In the single-task TUG test, participants were required to stand from a chair, walk 3 m to a traffic cone at a comfortable pace, walk back to the chair, and sit down. In the cognitive dual-task TUG test, participants performed the test while subtracting three from a randomly selected number ranging from 50 and 100. For the physical dual-task, participants carried a cup filled with water in their preferred hand31. The average completion time of the two trials for each condition were applied in the analysis. The single cognitive task involved seated serial subtraction by threes for 1 min. Dual-task interference during the TUG test was evaluated using both cognitive and motor DTEs (1).
Cognitive DTE was calculated based on the average time taken for each correct response in a serial subtraction task50. The motor DTE was calculated based on TUG completion time. In this study, test-retest reliability of the TUG was assessed using intra-class correlation coefficients (ICCs) across four visits conducted at one-week intervals. The ICCs were 0.960 for single-task TUG, 0.929 for cognitive dual-task TUG, and 0.921 for physical dual-task TUG, indicating excellent reliability (p < 0.001 for all).
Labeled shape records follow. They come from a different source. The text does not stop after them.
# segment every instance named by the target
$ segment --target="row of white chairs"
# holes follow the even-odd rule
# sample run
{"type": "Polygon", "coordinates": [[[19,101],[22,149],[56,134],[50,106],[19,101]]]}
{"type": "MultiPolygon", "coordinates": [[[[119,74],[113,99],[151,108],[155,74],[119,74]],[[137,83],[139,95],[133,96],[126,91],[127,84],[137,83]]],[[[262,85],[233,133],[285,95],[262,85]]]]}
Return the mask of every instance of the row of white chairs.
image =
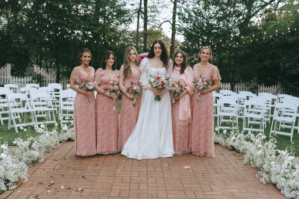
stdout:
{"type": "Polygon", "coordinates": [[[232,123],[233,128],[235,128],[234,123],[239,118],[243,119],[243,131],[264,131],[266,122],[269,123],[272,117],[270,136],[278,124],[279,127],[277,134],[289,136],[292,140],[294,129],[299,133],[299,122],[295,126],[296,119],[299,118],[299,98],[286,94],[277,96],[267,93],[260,93],[259,96],[248,91],[241,91],[239,94],[230,91],[224,91],[221,93],[213,92],[214,98],[214,111],[217,111],[217,127],[218,133],[220,128],[231,129],[229,127],[222,126],[224,122],[232,123]],[[229,92],[230,91],[230,92],[229,92]],[[274,103],[271,103],[273,99],[274,103]],[[273,115],[271,114],[271,108],[274,108],[273,115]],[[242,113],[241,116],[240,113],[242,113]],[[225,119],[224,117],[229,119],[225,119]],[[260,128],[252,129],[250,124],[259,124],[260,128]],[[290,129],[290,132],[283,131],[282,129],[290,129]]]}

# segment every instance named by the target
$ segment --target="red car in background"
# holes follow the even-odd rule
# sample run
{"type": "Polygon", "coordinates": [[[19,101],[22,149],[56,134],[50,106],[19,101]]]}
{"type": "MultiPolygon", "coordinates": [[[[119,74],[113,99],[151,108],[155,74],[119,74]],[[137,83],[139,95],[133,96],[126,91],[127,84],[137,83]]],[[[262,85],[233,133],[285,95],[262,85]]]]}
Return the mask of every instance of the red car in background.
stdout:
{"type": "Polygon", "coordinates": [[[144,53],[138,55],[138,62],[139,63],[141,62],[141,61],[144,58],[147,56],[148,53],[144,53]]]}

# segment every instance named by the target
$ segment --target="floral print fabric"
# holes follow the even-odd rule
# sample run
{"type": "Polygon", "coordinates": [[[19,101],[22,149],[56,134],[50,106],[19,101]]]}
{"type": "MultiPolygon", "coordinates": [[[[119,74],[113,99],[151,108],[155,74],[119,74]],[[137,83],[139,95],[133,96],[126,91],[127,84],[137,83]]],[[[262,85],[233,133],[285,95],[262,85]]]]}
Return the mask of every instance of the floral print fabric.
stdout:
{"type": "MultiPolygon", "coordinates": [[[[99,83],[100,87],[104,89],[112,85],[113,81],[118,83],[119,72],[115,70],[112,79],[105,71],[100,68],[97,70],[94,76],[95,81],[99,83]]],[[[106,154],[117,152],[117,138],[118,132],[117,100],[115,100],[115,110],[113,110],[113,99],[112,97],[98,93],[97,104],[97,153],[106,154]]]]}
{"type": "MultiPolygon", "coordinates": [[[[94,80],[94,69],[91,68],[89,77],[79,66],[75,68],[74,78],[77,83],[94,80]]],[[[91,97],[92,107],[89,107],[88,97],[77,93],[74,102],[75,152],[79,155],[92,155],[96,151],[95,98],[91,97]]]]}
{"type": "MultiPolygon", "coordinates": [[[[131,81],[137,83],[139,82],[139,79],[141,76],[140,71],[138,70],[135,74],[131,73],[128,74],[125,79],[123,75],[123,65],[121,66],[119,70],[119,76],[124,79],[125,88],[131,86],[131,81]]],[[[130,137],[135,127],[135,125],[138,119],[139,111],[141,104],[141,96],[138,97],[136,99],[136,106],[133,105],[134,99],[131,99],[123,94],[121,98],[121,105],[120,106],[120,128],[118,132],[118,151],[121,151],[123,146],[130,137]]]]}

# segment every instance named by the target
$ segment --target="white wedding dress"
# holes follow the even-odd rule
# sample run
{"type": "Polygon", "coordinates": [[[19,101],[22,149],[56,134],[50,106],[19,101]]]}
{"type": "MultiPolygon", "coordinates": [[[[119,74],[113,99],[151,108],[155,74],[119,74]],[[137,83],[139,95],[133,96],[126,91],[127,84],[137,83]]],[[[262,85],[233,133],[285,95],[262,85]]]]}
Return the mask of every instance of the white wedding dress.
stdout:
{"type": "Polygon", "coordinates": [[[172,70],[171,60],[166,68],[150,66],[148,59],[141,61],[140,82],[143,85],[143,95],[140,112],[135,128],[125,144],[121,154],[128,157],[142,160],[159,157],[172,157],[175,154],[172,137],[171,106],[169,93],[167,92],[161,101],[155,100],[155,94],[149,89],[150,75],[170,75],[172,70]]]}

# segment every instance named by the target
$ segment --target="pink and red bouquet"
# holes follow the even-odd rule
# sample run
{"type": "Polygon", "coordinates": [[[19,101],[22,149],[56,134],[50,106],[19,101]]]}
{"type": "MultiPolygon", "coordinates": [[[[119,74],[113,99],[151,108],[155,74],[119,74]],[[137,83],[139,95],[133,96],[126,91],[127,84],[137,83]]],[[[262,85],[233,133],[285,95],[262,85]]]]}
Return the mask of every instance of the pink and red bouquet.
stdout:
{"type": "MultiPolygon", "coordinates": [[[[135,84],[133,81],[131,81],[131,86],[127,88],[126,91],[130,94],[133,94],[133,96],[136,97],[141,96],[142,92],[141,91],[141,88],[143,86],[140,82],[135,84]]],[[[136,98],[134,99],[133,102],[133,105],[134,107],[136,106],[136,98]]]]}
{"type": "MultiPolygon", "coordinates": [[[[147,82],[150,85],[154,88],[156,88],[158,91],[162,90],[167,87],[171,86],[171,78],[170,76],[150,75],[150,77],[147,78],[147,82]]],[[[161,97],[160,95],[156,95],[155,100],[158,101],[161,101],[161,97]]]]}
{"type": "MultiPolygon", "coordinates": [[[[109,83],[111,84],[111,85],[109,86],[109,88],[110,88],[110,90],[109,91],[109,94],[111,96],[111,94],[112,93],[114,93],[116,95],[116,96],[119,96],[119,95],[117,93],[117,91],[119,90],[119,88],[118,88],[118,86],[117,85],[117,84],[116,83],[116,82],[113,82],[113,81],[110,81],[109,83]]],[[[107,92],[107,90],[108,90],[108,88],[105,87],[104,88],[104,90],[105,90],[103,91],[103,93],[107,92]]],[[[115,110],[115,100],[114,99],[113,99],[113,110],[115,110]]]]}
{"type": "Polygon", "coordinates": [[[184,90],[183,90],[183,88],[184,86],[181,84],[180,84],[180,81],[179,82],[176,82],[174,84],[172,85],[172,103],[174,104],[176,103],[176,99],[175,98],[180,96],[184,90]]]}
{"type": "MultiPolygon", "coordinates": [[[[86,82],[83,82],[77,83],[76,85],[78,86],[80,89],[83,89],[87,91],[93,92],[95,89],[95,86],[97,84],[97,83],[95,81],[94,81],[92,79],[87,79],[86,82]]],[[[91,105],[91,106],[90,102],[91,102],[91,100],[90,97],[88,98],[88,101],[89,103],[89,108],[90,108],[93,106],[92,104],[91,105]]]]}
{"type": "MultiPolygon", "coordinates": [[[[208,89],[209,90],[210,90],[208,86],[210,84],[209,82],[207,81],[207,79],[205,77],[203,77],[202,78],[201,76],[199,79],[197,79],[197,82],[192,82],[196,88],[195,91],[203,91],[205,89],[208,89]]],[[[199,93],[197,96],[198,101],[199,100],[199,95],[200,94],[200,93],[199,93]]]]}

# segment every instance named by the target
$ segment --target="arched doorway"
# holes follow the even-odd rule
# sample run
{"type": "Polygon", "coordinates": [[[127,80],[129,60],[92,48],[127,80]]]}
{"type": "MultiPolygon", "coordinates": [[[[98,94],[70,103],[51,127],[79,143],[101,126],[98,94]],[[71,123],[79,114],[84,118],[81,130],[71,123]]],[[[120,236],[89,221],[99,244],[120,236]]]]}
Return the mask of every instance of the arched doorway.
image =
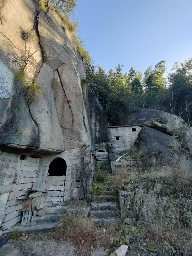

The Stroop, trail-making, and digit span tests were applied to assess cognitive function. The Stroop test assesses cognitive function, including attention, executive function, processing speed, and cognitive flexibility, by measuring an individual’s capacity to suppress automatic responses51. This test consists of three sections: word, color, and color-word pages, each containing 100 items arranged in five columns of 20. Participants were required to read the words or name the colors of the items as quickly and accurately as possible within a 45-second timeframe. The TMT is a neuropsychological tool used to evaluate the psychomotor speed, attention, sequencing, mental flexibility, as well as visual scanning abilities52. For Trail A, participants connected a line as quickly as possible from 1 to 25, with the numbers placed randomly within a 360-second time limit. The test was terminated if a participant made five errors. The Korean version of Trail B requires participants to alternately connect consecutive numbers and Korean letters within a 300-s time limit, also stopping after five errors. The digit span test, both forward and backward, measures immediate recall and attention. This study utilized raw scores from these tests.
Statistical analysis
Continuous variables are expressed as means and standard deviations. A GEE was applied to assess the time-by-group interactions across different stimulation targets. The Shapiro-Wilk test was conducted to evaluate the normality of the collected data. As most variables did not satisfy the normality assumption, the Wilcoxon signed-rank test was used to evaluate changes before and after stimulation. Statistical significance was set at p < 0.05. All statistical analyses were performed using SPSS (version 26.0; IBM Corp., Armonk, NY, USA).